Pure, Nothrow in Generic Programming

Denis Koroskin 2korden at gmail.com
Fri Nov 27 13:29:38 PST 2009


On Sat, 28 Nov 2009 00:20:47 +0300, dsimcha <dsimcha at yahoo.com> wrote:

> == Quote from Don (nospam at nospam.com)'s article
>> Andrei Alexandrescu wrote:
>> > Walter Bright wrote:
>> >> dsimcha wrote:
>> >>> I think you misunderstood the argument.  memcmp() could be @trusted
>> >>> if functions
>> >>> only need to be safe when passed valid parameters, though I don't
>> >>> necessarily
>> >>> agree that this makes sense.  I was thinking memcmp() shouldn't even
>> >>> be marked
>> >>> @trusted because it's so easy to invoke undefined behavior by  
>> passing
>> >>> incorrect
>> >>> parameters.  This would mean that, if opCmp() uses it, opCmp()
>> >>> couldn't be marked
>> >>> as @safe.
>> >>
>> >> memcmp() could be marked @trusted, but it should not be. This is
>> >> because @trusted functions can be called by @safe ones, but there's  
>> no
>> >> way that an @safe function can guarantee it sends memcmp() arguments
>> >> that will work safely with memcmp().
>> >>
>> >> Whoever calls memcmp() can be marked @trusted.
>> >
>> > Hm, if we think of it, memcmp can be @safe no problem. This is beacuse
>> > it oly reads stuff. There are three possible outcomes:
>> >
>> > a) valid addresses, all's fine
>> >
>> > b) incorrect addresses within the application, erroneous result  
>> returned
>> >
>> > c) incorrect addresses outside the application, segfault
>> >
>> > None of the above is unsafe. So memcmp is safe. (In contrast, memcpy  
>> is
>> > not). Color me surprised but convinced.
>> >
>> >
>> > Andrei
>> Although Walter had previously talked about making @safe a little
>> stronger than just memory safety -- with the goal of eliminating
>> undefined behaviour. So (b) would be a problem.
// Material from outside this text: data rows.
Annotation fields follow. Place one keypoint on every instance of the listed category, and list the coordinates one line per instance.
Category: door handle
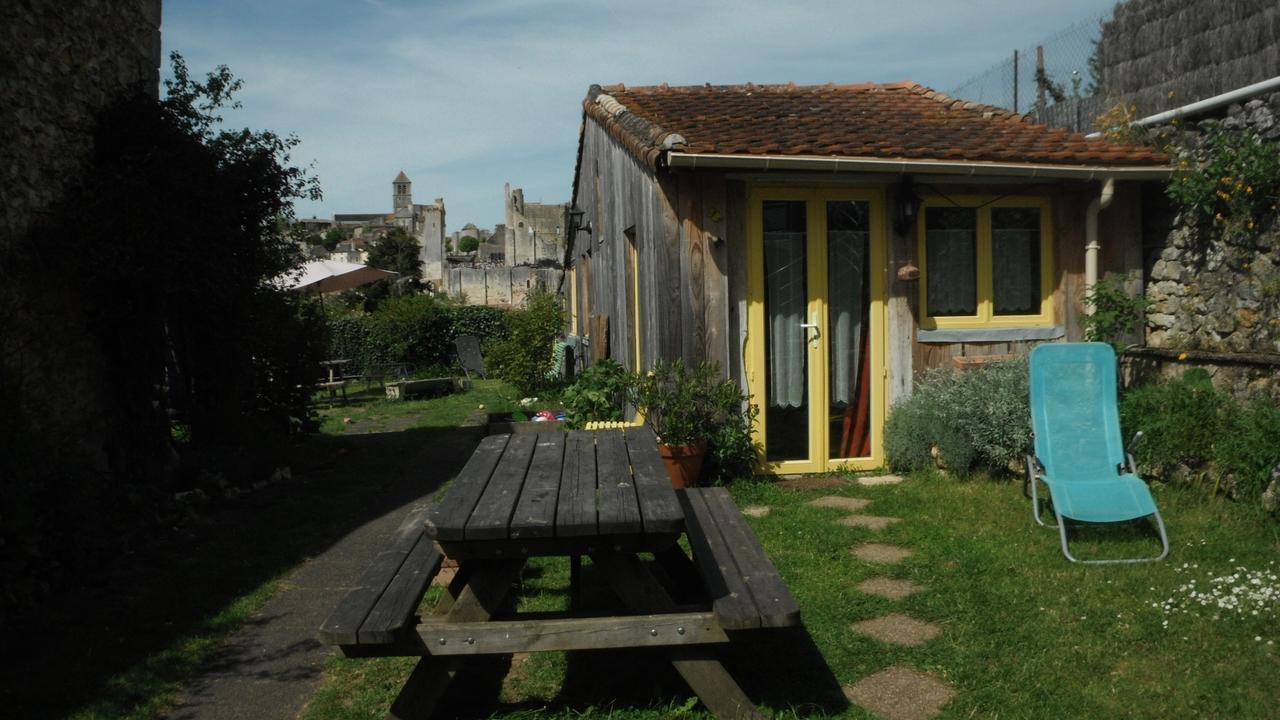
(817, 331)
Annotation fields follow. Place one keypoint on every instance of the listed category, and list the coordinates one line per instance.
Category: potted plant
(679, 404)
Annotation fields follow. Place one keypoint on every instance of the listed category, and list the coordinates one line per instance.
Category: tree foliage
(155, 276)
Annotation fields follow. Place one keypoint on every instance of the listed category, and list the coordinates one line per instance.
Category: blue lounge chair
(1079, 455)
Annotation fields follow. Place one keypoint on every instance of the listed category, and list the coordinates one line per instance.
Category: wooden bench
(745, 588)
(382, 607)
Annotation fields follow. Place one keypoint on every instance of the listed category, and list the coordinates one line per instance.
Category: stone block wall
(1219, 305)
(60, 60)
(501, 287)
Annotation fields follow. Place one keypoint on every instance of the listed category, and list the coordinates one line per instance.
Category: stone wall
(1219, 305)
(534, 231)
(430, 240)
(501, 287)
(1161, 54)
(60, 60)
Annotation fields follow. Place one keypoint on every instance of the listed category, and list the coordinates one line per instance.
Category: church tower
(402, 196)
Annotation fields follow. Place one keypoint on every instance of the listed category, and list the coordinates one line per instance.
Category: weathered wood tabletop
(557, 493)
(603, 495)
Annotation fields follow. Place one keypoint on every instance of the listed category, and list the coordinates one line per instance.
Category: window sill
(991, 335)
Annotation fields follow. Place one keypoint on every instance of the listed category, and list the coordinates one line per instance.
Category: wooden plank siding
(682, 260)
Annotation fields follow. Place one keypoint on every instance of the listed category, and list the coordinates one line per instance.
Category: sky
(467, 95)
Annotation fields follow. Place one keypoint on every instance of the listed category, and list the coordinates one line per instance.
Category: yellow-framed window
(986, 261)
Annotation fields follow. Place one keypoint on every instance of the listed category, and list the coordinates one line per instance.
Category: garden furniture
(1078, 451)
(603, 495)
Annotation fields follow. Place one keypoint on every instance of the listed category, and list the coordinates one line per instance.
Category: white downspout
(1091, 237)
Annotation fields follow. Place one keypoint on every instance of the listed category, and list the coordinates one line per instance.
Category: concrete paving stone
(892, 588)
(850, 504)
(901, 693)
(880, 481)
(873, 522)
(881, 552)
(896, 628)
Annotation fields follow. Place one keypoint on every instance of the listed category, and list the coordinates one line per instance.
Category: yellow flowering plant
(1230, 181)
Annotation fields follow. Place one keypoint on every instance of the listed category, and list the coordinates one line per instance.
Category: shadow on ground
(73, 646)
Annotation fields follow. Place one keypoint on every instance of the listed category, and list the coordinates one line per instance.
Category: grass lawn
(1023, 632)
(123, 642)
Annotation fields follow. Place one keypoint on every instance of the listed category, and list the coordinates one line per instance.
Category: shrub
(417, 329)
(412, 329)
(977, 419)
(1188, 423)
(1178, 418)
(480, 320)
(686, 405)
(598, 393)
(1248, 446)
(731, 450)
(1116, 314)
(526, 358)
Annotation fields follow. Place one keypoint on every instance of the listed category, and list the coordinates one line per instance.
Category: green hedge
(417, 329)
(526, 358)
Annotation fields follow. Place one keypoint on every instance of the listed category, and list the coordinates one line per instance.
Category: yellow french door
(816, 327)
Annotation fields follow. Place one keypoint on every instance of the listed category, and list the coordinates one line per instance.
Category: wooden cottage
(827, 244)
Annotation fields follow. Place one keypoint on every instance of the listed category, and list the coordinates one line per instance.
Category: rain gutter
(691, 160)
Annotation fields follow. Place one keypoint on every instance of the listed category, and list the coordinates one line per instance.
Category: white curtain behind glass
(845, 309)
(785, 299)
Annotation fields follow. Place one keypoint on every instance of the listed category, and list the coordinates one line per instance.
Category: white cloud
(465, 96)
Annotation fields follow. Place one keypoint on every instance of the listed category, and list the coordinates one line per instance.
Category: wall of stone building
(534, 232)
(430, 240)
(499, 287)
(1219, 305)
(62, 60)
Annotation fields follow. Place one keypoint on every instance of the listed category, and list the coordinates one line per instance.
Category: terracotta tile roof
(881, 121)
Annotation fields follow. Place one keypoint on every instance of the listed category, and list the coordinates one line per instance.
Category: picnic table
(603, 495)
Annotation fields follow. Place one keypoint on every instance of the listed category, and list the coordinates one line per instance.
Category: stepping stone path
(850, 504)
(891, 588)
(901, 693)
(881, 552)
(897, 629)
(873, 522)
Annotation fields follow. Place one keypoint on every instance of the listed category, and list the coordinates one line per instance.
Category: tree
(397, 251)
(168, 308)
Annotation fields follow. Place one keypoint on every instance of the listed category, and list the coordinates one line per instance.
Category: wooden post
(1040, 83)
(1015, 81)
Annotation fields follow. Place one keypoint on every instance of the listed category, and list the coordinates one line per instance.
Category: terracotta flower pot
(684, 463)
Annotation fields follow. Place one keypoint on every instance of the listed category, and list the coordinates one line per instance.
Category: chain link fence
(1054, 81)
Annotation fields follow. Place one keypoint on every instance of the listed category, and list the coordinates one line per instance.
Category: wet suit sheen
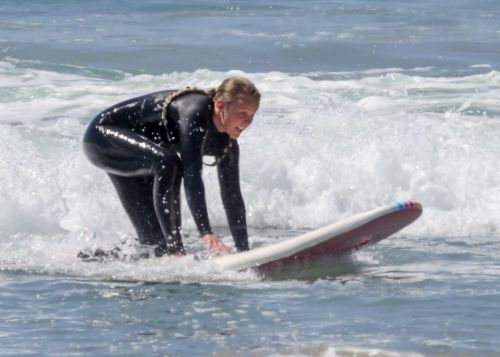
(147, 162)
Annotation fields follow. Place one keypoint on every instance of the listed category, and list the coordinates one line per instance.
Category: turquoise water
(364, 104)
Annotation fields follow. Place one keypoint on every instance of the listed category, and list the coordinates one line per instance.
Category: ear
(219, 103)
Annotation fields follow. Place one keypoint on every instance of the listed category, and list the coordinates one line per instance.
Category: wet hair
(233, 89)
(229, 91)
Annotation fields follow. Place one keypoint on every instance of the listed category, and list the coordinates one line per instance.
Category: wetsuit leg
(166, 198)
(125, 154)
(135, 193)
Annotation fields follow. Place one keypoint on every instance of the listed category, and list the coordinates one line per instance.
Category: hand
(215, 244)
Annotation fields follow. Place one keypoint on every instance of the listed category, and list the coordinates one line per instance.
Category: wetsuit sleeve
(192, 118)
(229, 180)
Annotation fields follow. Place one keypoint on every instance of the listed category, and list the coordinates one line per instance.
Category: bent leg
(147, 178)
(136, 196)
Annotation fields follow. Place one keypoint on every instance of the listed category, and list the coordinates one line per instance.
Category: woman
(148, 145)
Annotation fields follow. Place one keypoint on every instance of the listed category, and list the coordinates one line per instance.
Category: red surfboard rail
(369, 233)
(336, 239)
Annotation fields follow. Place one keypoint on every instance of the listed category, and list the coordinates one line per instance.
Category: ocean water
(364, 103)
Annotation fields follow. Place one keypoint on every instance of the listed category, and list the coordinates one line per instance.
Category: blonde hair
(229, 91)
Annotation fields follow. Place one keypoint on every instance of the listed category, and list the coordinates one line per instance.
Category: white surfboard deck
(336, 239)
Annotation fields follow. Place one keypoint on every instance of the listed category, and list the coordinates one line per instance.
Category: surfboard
(337, 239)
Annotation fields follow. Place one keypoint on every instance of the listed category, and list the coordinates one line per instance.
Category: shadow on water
(327, 268)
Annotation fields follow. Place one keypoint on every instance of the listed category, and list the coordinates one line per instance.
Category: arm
(232, 199)
(191, 113)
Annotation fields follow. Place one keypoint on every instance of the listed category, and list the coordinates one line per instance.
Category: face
(236, 117)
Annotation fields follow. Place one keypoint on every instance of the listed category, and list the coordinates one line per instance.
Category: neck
(217, 120)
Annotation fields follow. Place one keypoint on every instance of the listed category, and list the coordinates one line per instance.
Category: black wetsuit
(147, 162)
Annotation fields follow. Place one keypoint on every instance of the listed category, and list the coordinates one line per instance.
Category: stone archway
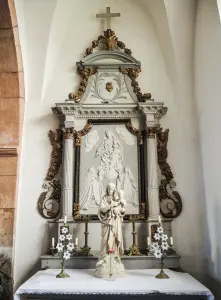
(11, 119)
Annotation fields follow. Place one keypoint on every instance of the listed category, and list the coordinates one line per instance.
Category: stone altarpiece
(109, 132)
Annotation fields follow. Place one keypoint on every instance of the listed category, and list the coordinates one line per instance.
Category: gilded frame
(141, 162)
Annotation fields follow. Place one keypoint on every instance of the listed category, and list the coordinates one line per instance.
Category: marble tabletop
(136, 282)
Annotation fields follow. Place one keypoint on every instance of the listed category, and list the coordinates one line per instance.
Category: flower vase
(162, 275)
(62, 274)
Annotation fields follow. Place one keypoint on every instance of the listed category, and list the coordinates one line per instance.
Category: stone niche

After all, you could you
>> use the same argument to say that array bounds checking isn't required
>> for reads, only for writes.
>
> Quick question about the eliminating undefined behavior thing:  Isn't  
> overflowing
> a signed int undefined behavior?  If so, how would we eliminate  
> undefined behavior
> without very expensive runtime checks?

I don't think integer overflow could be considered an undefined behavior.  
It's pretty much expected that uint.max + 1 == 0.